1. collections模块介绍
collections模块在原生python数据类型的基础上提供了新的数据类型:
- namedtuple: 生成可以使用名字来访问元素内容的tuple子类
- deque: 双端队列,可以快速的从另外一侧追加和推出对象
- Counter: 计数器,主要用来计数
- OrderedDict: 有序字典
- defaultdict: 带有默认值的字典
2. 使用介绍
2.1 namedtuple
namedtuple主要用来产生可以使用名称来访问元素的数据对象,通常用来增强代码的可读性,例如:
In [1]: from collections import namedtuple
In [2]: websites = [
...: ('google', 'http://www.google.com/', 'search engine'),
...: ('Sina', 'http://www.sina.com.cn/', 'blog'),
...: ('taobao', 'http://www.taobao.com/', 'shopping store')
...: ]
In [3]: Website = namedtuple('Website', ['name', 'url', 'remark'])

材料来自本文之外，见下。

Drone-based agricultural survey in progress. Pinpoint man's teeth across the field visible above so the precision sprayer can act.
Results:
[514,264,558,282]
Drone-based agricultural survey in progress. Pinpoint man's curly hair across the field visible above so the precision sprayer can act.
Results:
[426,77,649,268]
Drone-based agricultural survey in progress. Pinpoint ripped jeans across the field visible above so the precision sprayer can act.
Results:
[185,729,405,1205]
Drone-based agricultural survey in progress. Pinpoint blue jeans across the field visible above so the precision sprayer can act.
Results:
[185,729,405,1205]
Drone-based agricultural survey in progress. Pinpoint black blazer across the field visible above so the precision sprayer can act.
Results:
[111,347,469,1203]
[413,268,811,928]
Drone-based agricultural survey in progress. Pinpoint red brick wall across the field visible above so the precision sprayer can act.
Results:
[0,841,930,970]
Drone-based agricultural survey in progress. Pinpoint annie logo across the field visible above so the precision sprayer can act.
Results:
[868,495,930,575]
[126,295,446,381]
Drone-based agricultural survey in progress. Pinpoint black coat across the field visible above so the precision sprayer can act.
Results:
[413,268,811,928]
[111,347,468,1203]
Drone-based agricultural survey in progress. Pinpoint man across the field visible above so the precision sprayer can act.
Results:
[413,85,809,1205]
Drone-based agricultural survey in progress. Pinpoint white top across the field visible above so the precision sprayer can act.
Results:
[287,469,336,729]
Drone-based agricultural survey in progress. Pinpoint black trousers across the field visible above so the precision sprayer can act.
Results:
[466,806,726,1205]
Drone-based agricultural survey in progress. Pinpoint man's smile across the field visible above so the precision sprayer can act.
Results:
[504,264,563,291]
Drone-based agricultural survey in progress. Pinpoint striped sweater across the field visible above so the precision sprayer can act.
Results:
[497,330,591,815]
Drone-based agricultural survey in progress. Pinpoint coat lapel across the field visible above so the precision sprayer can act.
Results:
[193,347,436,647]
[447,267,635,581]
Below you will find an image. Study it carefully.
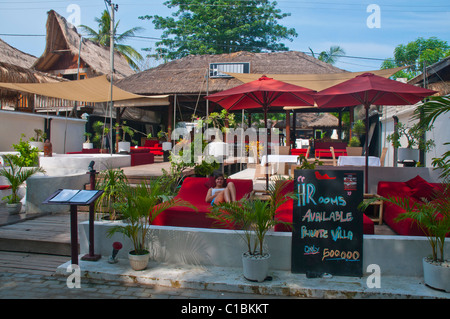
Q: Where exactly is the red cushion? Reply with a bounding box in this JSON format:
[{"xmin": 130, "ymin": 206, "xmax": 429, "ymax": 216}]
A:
[
  {"xmin": 411, "ymin": 183, "xmax": 436, "ymax": 200},
  {"xmin": 130, "ymin": 147, "xmax": 150, "ymax": 154},
  {"xmin": 405, "ymin": 175, "xmax": 428, "ymax": 188},
  {"xmin": 205, "ymin": 176, "xmax": 216, "ymax": 189},
  {"xmin": 144, "ymin": 140, "xmax": 162, "ymax": 147}
]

In [4]: for website in websites:
...: website = Website._make(website)
...: print website
...:
Website(name='google', url='http://www.google.com/', remark='search engine')

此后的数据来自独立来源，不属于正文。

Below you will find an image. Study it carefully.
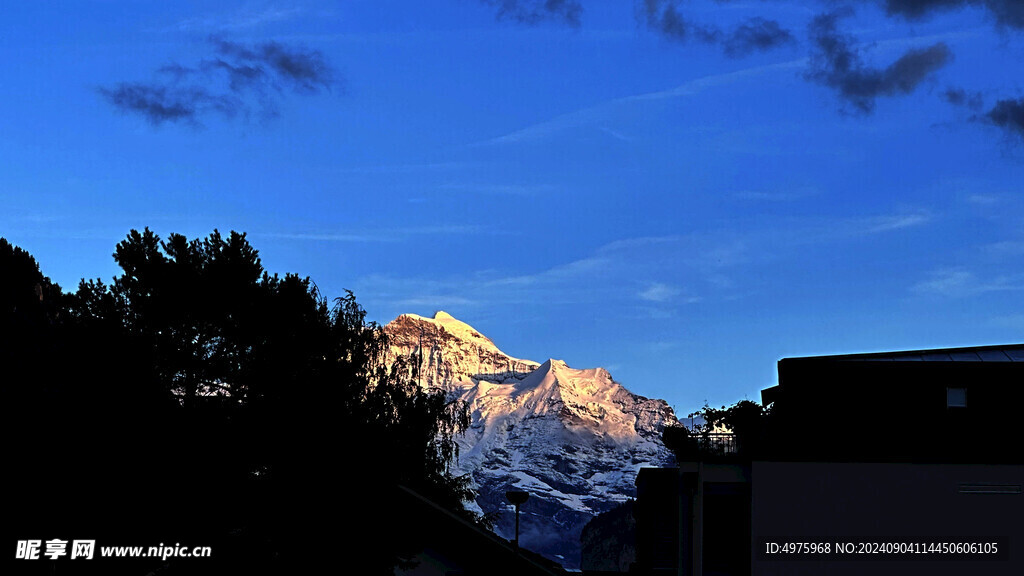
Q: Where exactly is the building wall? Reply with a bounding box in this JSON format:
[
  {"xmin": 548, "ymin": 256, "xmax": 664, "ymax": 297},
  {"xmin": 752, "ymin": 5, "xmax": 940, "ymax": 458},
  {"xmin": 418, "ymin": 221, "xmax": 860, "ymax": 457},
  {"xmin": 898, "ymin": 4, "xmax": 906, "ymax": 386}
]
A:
[{"xmin": 751, "ymin": 461, "xmax": 1024, "ymax": 576}]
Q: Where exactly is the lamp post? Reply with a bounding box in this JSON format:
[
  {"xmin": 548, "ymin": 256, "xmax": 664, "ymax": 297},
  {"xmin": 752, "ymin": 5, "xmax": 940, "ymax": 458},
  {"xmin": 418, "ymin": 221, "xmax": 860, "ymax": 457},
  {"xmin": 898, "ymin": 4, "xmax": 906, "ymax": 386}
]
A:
[{"xmin": 505, "ymin": 490, "xmax": 529, "ymax": 552}]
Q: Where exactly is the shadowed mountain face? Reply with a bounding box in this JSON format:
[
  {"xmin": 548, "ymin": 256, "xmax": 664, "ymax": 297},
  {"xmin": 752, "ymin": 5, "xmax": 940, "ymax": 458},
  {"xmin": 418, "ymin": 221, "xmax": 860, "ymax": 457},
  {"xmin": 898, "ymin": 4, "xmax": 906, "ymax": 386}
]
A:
[{"xmin": 385, "ymin": 312, "xmax": 678, "ymax": 568}]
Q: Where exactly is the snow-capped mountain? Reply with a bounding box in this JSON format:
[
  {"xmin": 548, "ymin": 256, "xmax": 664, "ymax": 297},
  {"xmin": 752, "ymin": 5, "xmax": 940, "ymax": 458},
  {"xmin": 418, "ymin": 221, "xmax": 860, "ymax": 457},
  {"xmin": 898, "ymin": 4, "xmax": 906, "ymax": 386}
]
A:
[{"xmin": 385, "ymin": 312, "xmax": 679, "ymax": 568}]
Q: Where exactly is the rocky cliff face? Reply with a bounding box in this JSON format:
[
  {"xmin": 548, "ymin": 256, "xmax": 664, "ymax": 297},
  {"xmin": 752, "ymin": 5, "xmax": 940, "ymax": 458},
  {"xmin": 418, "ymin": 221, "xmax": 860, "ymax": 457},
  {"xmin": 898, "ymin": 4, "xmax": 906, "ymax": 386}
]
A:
[{"xmin": 385, "ymin": 312, "xmax": 678, "ymax": 568}]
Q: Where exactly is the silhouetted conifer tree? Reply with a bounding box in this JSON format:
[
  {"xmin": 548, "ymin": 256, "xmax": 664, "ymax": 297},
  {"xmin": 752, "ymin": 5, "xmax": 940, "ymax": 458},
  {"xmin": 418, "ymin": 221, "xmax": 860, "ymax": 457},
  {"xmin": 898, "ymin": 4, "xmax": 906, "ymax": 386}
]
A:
[{"xmin": 0, "ymin": 229, "xmax": 472, "ymax": 574}]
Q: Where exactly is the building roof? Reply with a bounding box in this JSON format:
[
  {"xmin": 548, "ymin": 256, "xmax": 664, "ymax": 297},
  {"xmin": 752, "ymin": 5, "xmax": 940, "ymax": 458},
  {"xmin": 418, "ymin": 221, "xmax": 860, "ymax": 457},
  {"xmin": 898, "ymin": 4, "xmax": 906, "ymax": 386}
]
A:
[{"xmin": 783, "ymin": 344, "xmax": 1024, "ymax": 362}]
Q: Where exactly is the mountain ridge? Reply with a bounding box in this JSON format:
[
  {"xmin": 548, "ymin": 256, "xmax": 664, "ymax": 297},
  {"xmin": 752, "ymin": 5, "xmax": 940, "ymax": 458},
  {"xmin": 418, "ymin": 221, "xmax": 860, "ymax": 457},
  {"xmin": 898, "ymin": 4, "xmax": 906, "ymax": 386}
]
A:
[{"xmin": 384, "ymin": 312, "xmax": 679, "ymax": 568}]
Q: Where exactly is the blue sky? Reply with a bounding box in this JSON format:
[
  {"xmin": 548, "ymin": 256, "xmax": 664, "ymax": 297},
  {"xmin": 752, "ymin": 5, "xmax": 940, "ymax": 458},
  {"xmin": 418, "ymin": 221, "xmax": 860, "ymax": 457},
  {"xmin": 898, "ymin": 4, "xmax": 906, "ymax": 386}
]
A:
[{"xmin": 0, "ymin": 0, "xmax": 1024, "ymax": 414}]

Website(name='Sina', url='http://www.sina.com.cn/', remark='blog')
Website(name='taobao', url='http://www.taobao.com/', remark='shopping store')
In [5]: p = Website('w3', 'www.w3school.com.cn', 'study')
In [6]: p
Out[6]: Website(name='w3', url='www.w3school.com.cn', remark='study')
In [7]: d = p._asdict()
In [8]: d['name']
Out[8]: 'w3'
In [9]: d['url']
Out[9]: 'www.w3school.com.cn'
2.2 deque
deque是双端队列,可以从队列的头部增加或取出对象,相较于list,在数据量大的情况下能提高运行速度。

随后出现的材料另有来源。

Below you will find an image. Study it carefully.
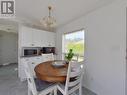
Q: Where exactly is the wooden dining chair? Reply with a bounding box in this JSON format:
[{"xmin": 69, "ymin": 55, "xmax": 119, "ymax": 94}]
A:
[
  {"xmin": 24, "ymin": 63, "xmax": 57, "ymax": 95},
  {"xmin": 41, "ymin": 53, "xmax": 54, "ymax": 62},
  {"xmin": 57, "ymin": 62, "xmax": 83, "ymax": 95}
]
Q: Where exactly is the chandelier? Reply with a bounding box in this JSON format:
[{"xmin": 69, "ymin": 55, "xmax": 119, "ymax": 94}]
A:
[{"xmin": 40, "ymin": 6, "xmax": 56, "ymax": 28}]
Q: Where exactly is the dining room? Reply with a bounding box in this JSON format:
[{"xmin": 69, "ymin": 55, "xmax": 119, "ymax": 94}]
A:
[{"xmin": 0, "ymin": 0, "xmax": 127, "ymax": 95}]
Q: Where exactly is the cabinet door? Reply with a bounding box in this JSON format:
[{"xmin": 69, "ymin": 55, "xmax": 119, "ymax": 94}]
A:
[
  {"xmin": 30, "ymin": 57, "xmax": 42, "ymax": 76},
  {"xmin": 41, "ymin": 31, "xmax": 49, "ymax": 47},
  {"xmin": 21, "ymin": 27, "xmax": 33, "ymax": 47}
]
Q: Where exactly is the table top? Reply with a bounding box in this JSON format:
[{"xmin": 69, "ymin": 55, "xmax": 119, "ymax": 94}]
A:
[{"xmin": 34, "ymin": 60, "xmax": 68, "ymax": 82}]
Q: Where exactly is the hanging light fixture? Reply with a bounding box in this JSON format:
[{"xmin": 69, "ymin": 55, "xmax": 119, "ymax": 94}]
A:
[{"xmin": 40, "ymin": 6, "xmax": 56, "ymax": 28}]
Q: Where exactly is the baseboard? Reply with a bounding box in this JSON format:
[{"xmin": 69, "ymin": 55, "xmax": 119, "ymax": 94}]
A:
[{"xmin": 0, "ymin": 63, "xmax": 17, "ymax": 67}]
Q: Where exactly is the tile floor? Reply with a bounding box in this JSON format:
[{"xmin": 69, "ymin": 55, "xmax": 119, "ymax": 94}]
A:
[{"xmin": 0, "ymin": 64, "xmax": 96, "ymax": 95}]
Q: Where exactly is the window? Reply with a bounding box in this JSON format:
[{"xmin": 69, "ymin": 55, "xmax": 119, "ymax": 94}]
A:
[{"xmin": 63, "ymin": 30, "xmax": 85, "ymax": 61}]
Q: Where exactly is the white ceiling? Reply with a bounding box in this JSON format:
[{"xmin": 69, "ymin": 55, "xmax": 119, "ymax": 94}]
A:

In [1]: from collections import deque
In [2]: p = deque([1, 2, 3, 4])
In [3]: p.append(5)
In [4]: p.appendleft(0)
In [5]: p
Out[5]: deque([0, 1, 2, 3, 4, 5])
2.3 defaultdict
defaultdict可传入一个工厂函数,在请求字典内不存在的key时,将调用工厂函数方法,将结果作为key的默认值,避免标准字典类型的KeyError错误。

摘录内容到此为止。